MemGuard: A Memory Bandwidth Management Framework for Real-Time Applications on Multicore Platforms
Heechul Yun (heechul.yun@ku.edu), Rodolfo Pellizzoni, Marco Caccamo, Lui Sha

Introduction
Multicore architecture is increasingly being adopted to many modern cyber-physical systems (CPS)—such as autonomous cars and unmanned aerial vehicles (UAVs)—that require high computing performance to process the vast amount of data flowing from a variety of sensors in real-time (e.g., obstacle detection and avoidance and real-time motion planning).

Challenges
Designing critical real-time applications on multicore architecture is, however, challenging because contention in the shared memory resources (e.g., memory bandwidth and cache space) can significantly alter the applications’ timing characteristics. Recent trend toward heterogeneous multicore architecture—in which CPU and GPU cores share part of the memory controller—will likely cause even more contention because GPU tasks typically have high memory bandwidth demands. For example, memory intensive batch jobs running on GPU cores can cause significant delays to important real-time GPU tasks running in parallel, or vice-versa.

Unfortunately, today’s real-time application developers have no good ways to address this problem. In traditional single core architecture, one can easily improve real-time performance by, for example, increasing the priorities of important real-time tasks. Raising task priorities, however, has no impact when tasks are running on different cores in parallel. This is a serious problem especially for safety-critical systems that need certification [1].

In this project, we present a software framework to mitigate the memory contention problem in heterogeneous multicore architecture.

The Framework
We developed a software framework, called MemGuard, to mitigate the memory bandwidth contention problem. The following figure shows the overall architecture of the system. The key idea is to periodically monitor and regulate the memory access rate of each core using per-core hardware performance counters (PMC) at the kernel scheduler. If, for example, a group of tasks generates too much memory traffic and delays the critical real-time tasks, MemGuard can regulate the memory access rates of the cores running the offending tasks.

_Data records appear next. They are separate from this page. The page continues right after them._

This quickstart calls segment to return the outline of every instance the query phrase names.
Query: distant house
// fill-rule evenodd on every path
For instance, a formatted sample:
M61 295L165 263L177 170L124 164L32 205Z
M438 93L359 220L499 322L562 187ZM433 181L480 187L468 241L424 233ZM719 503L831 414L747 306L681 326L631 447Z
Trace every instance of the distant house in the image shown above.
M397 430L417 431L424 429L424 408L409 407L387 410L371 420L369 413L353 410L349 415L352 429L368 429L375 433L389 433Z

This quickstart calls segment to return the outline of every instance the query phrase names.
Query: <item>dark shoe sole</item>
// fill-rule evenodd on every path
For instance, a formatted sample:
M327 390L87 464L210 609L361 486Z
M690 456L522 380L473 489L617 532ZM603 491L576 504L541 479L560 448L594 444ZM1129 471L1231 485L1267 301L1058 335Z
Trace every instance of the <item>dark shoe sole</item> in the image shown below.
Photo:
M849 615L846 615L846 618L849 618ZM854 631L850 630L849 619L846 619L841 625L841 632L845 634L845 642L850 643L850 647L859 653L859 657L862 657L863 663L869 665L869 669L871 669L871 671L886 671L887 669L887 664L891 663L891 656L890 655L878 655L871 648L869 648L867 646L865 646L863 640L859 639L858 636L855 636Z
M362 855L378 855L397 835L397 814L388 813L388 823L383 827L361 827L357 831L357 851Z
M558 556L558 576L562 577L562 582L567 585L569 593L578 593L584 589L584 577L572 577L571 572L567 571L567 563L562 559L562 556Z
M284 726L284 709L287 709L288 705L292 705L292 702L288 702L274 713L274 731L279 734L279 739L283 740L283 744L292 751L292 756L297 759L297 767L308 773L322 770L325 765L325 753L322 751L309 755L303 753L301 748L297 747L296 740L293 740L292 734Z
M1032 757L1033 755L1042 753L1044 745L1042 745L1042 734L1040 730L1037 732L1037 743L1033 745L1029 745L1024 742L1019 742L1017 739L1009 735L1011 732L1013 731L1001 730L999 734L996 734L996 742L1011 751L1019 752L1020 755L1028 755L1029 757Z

Case study: real-time face detection in the presence of memory intensive co-runners
In this case study, our goal is to protect real-time performance of a face detection algorithm (from OpenCV package [3]) in the presence of memory intensive co-runners on the Nvidia Tegra K1 multicore platform [4 ARM CPU cores + 192 GPU cores]. The face detector is single threaded w.r.t. CPU but uses GPU cores to accelerate performance. We measured performance (frames/sec) of the face detector first alone in isolation—Figure 3(a); with three memory intensive co-runners—Figure 3(b); and with the co-runners that are bandwidth regulated using MemGuard—Figure 3(c). As shown in Figure 3(b), co-scheduling memory intensive co-runners significantly decreases the performance of the algorithm—from 8.6 to 1.8 fps on average. In contrast, Figure 3(c) shows that MemGuard significantly improves the performance—to 5.9 fps on average—by regulating the co-runners’ memory access rates.

This results show that software-based memory bandwidth control can be effective in improving real-time performance of the face-detection software, which heavily utilizes GPU cores.

Ongoing Work
We are currently developing memory bandwidth management middleware that allow more fine-grained memory b/w control by the programmers. Our preliminary study shows that selectively applying bandwidth regulation to critical memory intensive code sections of real-time applications, which we call memory performance critical sections, can substantially improve real-time performance while minimizing impacts on the overall throughput. Our preliminary results on this extension may be available in [2].

Also, we are investigating mechanisms to regulate GPU’s memory bandwidth usages. This is especially important for highly integrated platforms where CPU and GPU cores share memory subsystems—e.g., the Tegra TK1—as memory bandwidth becomes an even more serious bottleneck.


The work is supported in part by NSF CNS 1302563.